Giter Site home page Giter Site logo

Comments (9)

pquentin avatar pquentin commented on June 15, 2024

@kquick Would you accept a PR that tries to disable Nagle's algorithm but suppresses any OSError?

from thespian.

kquick avatar kquick commented on June 15, 2024

Hi, @pquentin. Thanks for the bug report, and sorry for not responding earlier. I'm happy to receive a PR on this, although I have been looking into it (although intermittently due to being busy with a couple of other things).

This is a bit of an unfortunate issue, since it's not clear to me when it would be safe to perform the TCP_NODELAY setting. I've got a branch in progress (https://github.com/thespianpy/Thespian/tree/issue70) that dismisses the OSError, but I'm concerned about the performance effects of not having this set. I have not found an OS trigger that would be reasonable to use, so I'd been looking into whether I could add some retries for this to the internal socket management state machine.

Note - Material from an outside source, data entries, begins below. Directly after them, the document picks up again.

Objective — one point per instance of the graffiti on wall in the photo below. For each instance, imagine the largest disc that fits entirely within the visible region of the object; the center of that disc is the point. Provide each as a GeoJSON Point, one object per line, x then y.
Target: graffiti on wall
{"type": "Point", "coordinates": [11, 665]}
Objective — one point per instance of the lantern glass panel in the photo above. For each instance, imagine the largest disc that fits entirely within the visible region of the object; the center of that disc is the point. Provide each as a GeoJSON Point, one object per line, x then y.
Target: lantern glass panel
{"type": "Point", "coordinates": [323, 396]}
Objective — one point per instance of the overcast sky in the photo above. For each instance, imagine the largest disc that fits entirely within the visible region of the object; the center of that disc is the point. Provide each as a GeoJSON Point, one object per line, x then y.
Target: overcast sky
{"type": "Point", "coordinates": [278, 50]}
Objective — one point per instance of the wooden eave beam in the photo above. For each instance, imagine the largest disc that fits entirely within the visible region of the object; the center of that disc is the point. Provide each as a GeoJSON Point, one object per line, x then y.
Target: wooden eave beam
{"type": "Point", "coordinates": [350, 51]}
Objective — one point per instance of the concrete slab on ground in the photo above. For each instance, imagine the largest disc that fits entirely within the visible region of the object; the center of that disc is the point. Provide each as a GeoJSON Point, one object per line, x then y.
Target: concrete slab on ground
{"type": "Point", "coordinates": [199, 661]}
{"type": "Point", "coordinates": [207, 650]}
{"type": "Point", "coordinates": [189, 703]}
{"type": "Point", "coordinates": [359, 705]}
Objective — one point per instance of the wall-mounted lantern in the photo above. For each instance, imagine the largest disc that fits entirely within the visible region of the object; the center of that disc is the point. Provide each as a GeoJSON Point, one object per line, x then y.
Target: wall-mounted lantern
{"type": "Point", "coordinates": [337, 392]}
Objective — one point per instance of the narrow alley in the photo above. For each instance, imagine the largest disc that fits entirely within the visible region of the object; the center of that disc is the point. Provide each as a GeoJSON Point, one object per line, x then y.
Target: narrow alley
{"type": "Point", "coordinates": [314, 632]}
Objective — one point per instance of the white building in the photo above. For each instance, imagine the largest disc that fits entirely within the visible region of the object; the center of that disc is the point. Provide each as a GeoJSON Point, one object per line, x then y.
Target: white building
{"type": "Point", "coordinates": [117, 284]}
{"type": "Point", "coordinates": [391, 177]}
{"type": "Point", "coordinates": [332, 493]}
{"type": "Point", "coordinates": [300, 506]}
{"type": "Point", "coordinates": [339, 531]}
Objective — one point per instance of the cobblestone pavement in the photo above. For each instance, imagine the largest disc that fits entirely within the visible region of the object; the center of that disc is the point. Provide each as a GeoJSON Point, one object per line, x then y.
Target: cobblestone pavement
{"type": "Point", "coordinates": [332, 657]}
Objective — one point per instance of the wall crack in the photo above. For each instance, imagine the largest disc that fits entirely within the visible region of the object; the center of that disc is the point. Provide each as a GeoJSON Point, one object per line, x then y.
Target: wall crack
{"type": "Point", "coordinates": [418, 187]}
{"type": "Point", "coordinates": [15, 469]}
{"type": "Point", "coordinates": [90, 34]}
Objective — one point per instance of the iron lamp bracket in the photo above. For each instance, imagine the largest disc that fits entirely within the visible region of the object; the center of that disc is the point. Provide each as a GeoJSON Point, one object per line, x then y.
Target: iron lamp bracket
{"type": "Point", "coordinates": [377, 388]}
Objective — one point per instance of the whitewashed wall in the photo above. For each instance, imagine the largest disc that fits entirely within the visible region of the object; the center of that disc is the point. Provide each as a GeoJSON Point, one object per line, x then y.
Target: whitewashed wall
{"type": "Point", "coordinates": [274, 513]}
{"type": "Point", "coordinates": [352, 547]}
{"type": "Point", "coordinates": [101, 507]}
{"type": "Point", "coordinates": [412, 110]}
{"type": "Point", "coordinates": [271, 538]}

I also don't have access to a Mac for a couple of weeks, so I'm only able to verify that these changes don't disrupt normal behavior under Linux. Since this is a bug that causes a Thespian failure, and you are encountering this in production, I'm willing to do a Thespian release with just the error dismissal, and follow up later with any TCP_NODELAY re-attempts for performance, but I'd like to ask if you would be willing to test both of these for me on a Mac?

from thespian.

pquentin avatar pquentin commented on June 15, 2024

Quick answer from my phone: no worries! We're not using this in production, only on developer machines, and we have an easy workaround: comment out the offending line.

We'd be happy to test any fix you come up within the next few weeks/months. Thanks.

from thespian.

inqueue avatar inqueue commented on June 15, 2024

Hi @kquick, I work with @pquentin and ran into the issue again today after forgetting to use our documented workaround in a new environment. It seems to reproduce reliably with Rally on macOS and would be happy to run any tests you like.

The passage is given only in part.